Imagine predicting the exact finishing order of the Kentucky Derby from a still photograph taken 10 seconds into the race.
That challenge pales in comparison to what researchers face when trying to study how embryos develop, cells differentiate, cancers form, and the immune system reacts—all using the snapshots from microscopes or genome sequencing.
But in a paper published April 26 in Proceedings of the National Academy of Sciences, researchers from the UChicago Pritzker School of Molecular Engineering and the Chemistry Department unveiled a powerful new method of using the static snapshots from single-cell RNA-sequencing to study how cells and genes change over time.
To develop the method, which they call TopicVelo, the team took an interdisciplinary approach, incorporating concepts from classical machine learning as well as computational biology and chemistry.

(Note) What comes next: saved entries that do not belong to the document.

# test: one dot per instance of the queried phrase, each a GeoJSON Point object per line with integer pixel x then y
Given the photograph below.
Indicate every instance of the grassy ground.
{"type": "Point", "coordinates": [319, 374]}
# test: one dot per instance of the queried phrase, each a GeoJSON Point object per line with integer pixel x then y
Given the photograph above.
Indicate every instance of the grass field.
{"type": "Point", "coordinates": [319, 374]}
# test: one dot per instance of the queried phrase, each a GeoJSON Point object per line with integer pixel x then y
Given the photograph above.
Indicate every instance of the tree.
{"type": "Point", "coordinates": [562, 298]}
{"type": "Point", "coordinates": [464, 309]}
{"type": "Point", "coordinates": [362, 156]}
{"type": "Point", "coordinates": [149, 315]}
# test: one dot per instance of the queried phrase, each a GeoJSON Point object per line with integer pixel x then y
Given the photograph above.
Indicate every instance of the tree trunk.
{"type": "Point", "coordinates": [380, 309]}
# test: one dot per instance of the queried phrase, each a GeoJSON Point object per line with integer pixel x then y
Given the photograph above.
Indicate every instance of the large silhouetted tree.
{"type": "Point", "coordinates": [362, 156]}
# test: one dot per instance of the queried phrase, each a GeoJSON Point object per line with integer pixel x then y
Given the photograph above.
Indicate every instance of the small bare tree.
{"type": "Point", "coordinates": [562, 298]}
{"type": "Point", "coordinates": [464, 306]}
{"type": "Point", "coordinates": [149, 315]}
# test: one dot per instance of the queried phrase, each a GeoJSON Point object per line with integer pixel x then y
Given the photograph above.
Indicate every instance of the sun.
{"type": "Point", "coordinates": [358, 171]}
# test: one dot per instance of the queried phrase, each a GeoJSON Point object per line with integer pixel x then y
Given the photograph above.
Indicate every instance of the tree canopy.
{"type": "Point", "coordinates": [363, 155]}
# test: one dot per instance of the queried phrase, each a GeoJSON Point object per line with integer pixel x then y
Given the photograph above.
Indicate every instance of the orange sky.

“In terms of unsupervised machine learning, we use a very simple, well-established idea. And in terms of the transcriptional model we use, it's also a very simple, old idea. But when you put them together, they do something more powerful than you might expect,” said PME Assistant Professor of Molecular Engineering and Medicine Samantha Riesenfeld, who wrote the paper with Chemistry Department Prof. Suriyanarayanan Vaikuntanathan and their joint student, UChicago Chemistry PhD candidate Cheng Frank Gao.
The trouble with pseudotime
When trying to understand complex processes in the body, researchers often use single-cell RNA-sequencing, or scRNA-seq, to get measurements that are powerful and detailed, but by nature are static.
The trouble is, Riesenfeld explained, “Single-cell RNA-sequencing is destructive. When you measure the cell this way, you destroy the cell.”
This leaves researchers only a snapshot of the moment the cell was measured/destroyed. However, the information many researchers need is how the cells transition over time. They need to know how a cell becomes cancerous, or how a particular gene program behaves during an immune response.